Entitled, lazy, inexperienced, anti-social. Think millennials in the workplace and you’re likely to think all of these things. And you would have a point. But if that’s all you’re thinking then you’re missing the full picture, one in which millennials have qualities which no other generation before them had.
When we think millennials we should also think tech-savvy, collaborative, original, and flexible. All are qualities that drive innovation.
The recent discussion hosted by the Institute of Chartered Accountants (ICATT) on millennials in the workplace dispelled many myths about this particular, mythic animal. Transaction Advisory Services senior manager Melanie Tom noted the polarising views on people born in the 80s and 90s. Millennials, she said, are not looking for instant gratification. Rather, they are driven by a shared goal or purpose and seek out clear pathways to progression. In a world in which there is so much uncertainty and in which opportunities (and pitfalls) are boundless, millennials need to know that if they invest the best years of their life in something, they will, after the progression of years, have something to show for it: whether a promotion or some substantial and meaningful shift in status.
Millennials also are multi-taskers, a quality which bosses can sometimes mistake for laziness. Though easily distracted by social media, which to be fair has been designed to hook its users, millennials also know how to leverage social media better than their forebears. While there is a fine line, it is a mistake to dismiss this and to simply see things in terms of lost productivity.
Millennials also have tools that have rendered office spaces obsolete. They can work from home, and productively so. As Tom noted, whether they wear pyjamas or watch Netflix during “office” hours is not relevant to what matters: delivery. Millennials meet deadlines and maximise their time in a way which renders long hours of poor quality work unnecessary.
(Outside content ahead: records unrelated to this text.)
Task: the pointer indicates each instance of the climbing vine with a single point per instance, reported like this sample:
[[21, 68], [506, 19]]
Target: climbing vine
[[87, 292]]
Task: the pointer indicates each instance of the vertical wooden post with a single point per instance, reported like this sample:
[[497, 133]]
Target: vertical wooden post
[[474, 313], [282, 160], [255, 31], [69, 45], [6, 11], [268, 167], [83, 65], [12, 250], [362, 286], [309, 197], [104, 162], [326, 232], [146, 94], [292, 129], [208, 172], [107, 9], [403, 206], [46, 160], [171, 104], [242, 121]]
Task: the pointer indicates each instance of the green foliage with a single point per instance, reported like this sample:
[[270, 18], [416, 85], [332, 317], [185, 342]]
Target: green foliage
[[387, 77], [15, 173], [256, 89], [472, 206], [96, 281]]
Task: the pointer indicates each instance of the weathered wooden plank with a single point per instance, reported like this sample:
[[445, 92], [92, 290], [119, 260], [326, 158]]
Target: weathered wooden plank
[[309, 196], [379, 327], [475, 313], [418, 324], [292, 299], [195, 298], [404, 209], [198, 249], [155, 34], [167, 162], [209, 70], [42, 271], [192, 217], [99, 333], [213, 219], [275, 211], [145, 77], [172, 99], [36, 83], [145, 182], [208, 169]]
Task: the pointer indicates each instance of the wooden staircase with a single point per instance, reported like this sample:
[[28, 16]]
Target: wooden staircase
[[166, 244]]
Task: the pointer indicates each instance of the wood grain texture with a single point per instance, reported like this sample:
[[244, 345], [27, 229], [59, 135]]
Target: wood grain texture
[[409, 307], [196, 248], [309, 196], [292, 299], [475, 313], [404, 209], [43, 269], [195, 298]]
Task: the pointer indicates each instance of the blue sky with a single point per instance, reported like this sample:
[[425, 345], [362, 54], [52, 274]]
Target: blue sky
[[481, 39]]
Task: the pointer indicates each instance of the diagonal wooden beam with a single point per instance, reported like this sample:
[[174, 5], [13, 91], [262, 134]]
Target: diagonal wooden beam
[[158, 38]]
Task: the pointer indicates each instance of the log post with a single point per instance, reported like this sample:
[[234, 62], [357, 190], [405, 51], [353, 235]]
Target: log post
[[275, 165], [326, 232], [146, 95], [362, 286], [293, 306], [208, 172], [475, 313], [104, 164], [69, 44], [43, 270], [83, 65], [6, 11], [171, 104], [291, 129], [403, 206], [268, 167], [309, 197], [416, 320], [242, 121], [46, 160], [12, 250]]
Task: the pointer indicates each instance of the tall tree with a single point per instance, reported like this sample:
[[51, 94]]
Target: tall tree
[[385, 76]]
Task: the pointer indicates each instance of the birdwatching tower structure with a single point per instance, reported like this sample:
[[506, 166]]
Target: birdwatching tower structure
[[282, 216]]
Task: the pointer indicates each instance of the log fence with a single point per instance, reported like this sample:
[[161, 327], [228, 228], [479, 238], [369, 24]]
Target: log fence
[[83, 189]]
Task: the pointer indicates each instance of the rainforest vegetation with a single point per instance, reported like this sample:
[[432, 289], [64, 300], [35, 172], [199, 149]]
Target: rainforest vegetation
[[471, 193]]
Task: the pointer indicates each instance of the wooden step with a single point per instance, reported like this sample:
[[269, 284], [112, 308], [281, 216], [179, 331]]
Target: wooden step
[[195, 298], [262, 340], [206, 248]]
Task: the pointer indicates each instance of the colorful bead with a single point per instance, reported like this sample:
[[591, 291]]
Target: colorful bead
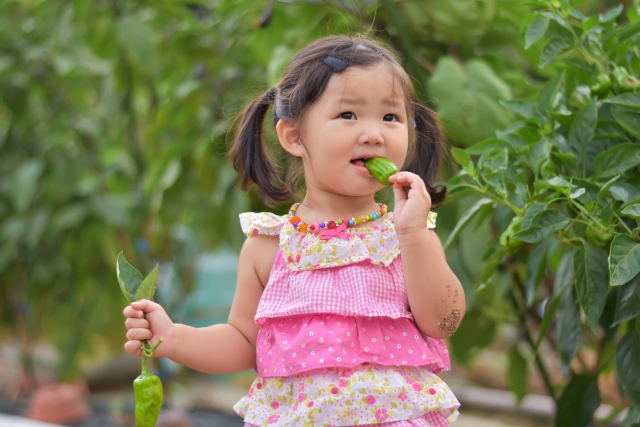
[[294, 220], [304, 227]]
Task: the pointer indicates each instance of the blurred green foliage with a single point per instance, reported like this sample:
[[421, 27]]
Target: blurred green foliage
[[113, 123]]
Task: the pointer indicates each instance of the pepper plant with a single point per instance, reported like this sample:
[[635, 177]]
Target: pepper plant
[[562, 187]]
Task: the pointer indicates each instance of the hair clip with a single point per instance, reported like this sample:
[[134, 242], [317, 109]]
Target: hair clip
[[336, 64], [270, 95]]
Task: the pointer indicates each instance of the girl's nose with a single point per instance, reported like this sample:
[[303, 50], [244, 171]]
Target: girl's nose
[[371, 134]]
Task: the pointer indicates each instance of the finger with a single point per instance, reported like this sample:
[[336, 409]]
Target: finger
[[146, 306], [139, 334], [134, 348], [132, 323], [131, 312]]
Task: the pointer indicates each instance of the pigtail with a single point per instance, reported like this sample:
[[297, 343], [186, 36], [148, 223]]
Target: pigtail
[[249, 154], [426, 154]]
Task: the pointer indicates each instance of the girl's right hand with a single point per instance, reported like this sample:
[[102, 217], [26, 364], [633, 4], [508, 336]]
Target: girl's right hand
[[155, 324]]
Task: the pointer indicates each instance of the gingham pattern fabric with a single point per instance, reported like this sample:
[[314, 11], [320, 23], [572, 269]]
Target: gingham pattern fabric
[[360, 289], [356, 280], [377, 244]]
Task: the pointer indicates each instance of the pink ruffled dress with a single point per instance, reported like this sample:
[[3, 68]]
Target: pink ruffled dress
[[337, 344]]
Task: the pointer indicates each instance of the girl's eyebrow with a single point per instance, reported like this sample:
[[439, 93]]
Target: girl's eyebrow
[[392, 102]]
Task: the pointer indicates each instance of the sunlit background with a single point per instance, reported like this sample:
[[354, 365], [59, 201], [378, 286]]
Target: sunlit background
[[113, 137]]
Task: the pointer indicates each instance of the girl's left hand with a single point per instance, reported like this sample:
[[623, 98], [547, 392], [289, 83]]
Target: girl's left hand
[[412, 207]]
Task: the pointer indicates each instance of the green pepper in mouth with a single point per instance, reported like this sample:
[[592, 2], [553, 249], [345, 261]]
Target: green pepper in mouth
[[381, 169]]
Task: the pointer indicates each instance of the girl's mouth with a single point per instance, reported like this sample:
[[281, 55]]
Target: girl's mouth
[[359, 164]]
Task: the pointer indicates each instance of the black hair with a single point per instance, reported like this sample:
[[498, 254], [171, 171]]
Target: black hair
[[303, 82]]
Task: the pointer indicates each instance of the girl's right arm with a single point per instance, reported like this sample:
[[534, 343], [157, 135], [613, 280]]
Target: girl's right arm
[[218, 349]]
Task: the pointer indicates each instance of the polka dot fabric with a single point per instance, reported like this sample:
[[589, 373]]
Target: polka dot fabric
[[287, 346], [337, 344], [366, 394]]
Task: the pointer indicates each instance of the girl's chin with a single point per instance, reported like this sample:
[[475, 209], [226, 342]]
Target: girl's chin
[[362, 170]]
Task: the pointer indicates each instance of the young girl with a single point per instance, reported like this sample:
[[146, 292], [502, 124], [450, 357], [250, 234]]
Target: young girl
[[340, 306]]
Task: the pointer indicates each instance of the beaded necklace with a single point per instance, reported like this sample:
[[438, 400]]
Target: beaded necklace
[[330, 225]]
It’s often felt millennials are not as good at communicating as previous generations. There is definitely some merit in this, despite the plethora of communications technology which millennials have at their disposal. But this is equally a temporary by-product of changing times and standards of communication. Millennials do communicate, they just do it differently. How can we understand them?
This generation should be commended for redefining what work means. Many are successful, productive, and innovative. Employers have to do more to understand them, use their talents and create platforms for them to contribute more.
“Millennials are who will carry us through the future,” noted senior assurance associate at PricewaterhouseCoopers Kevin Ramadhar at the ICATT event. “We can’t use archaic techniques.”
At the same time, millennials need to understand the importance of mentorship. They need to listen to their elders, understand the merits of communicating and avoid just walking around with their phones glued to their faces. We encourage more dialogue between the two generations to steer our economy and country forward.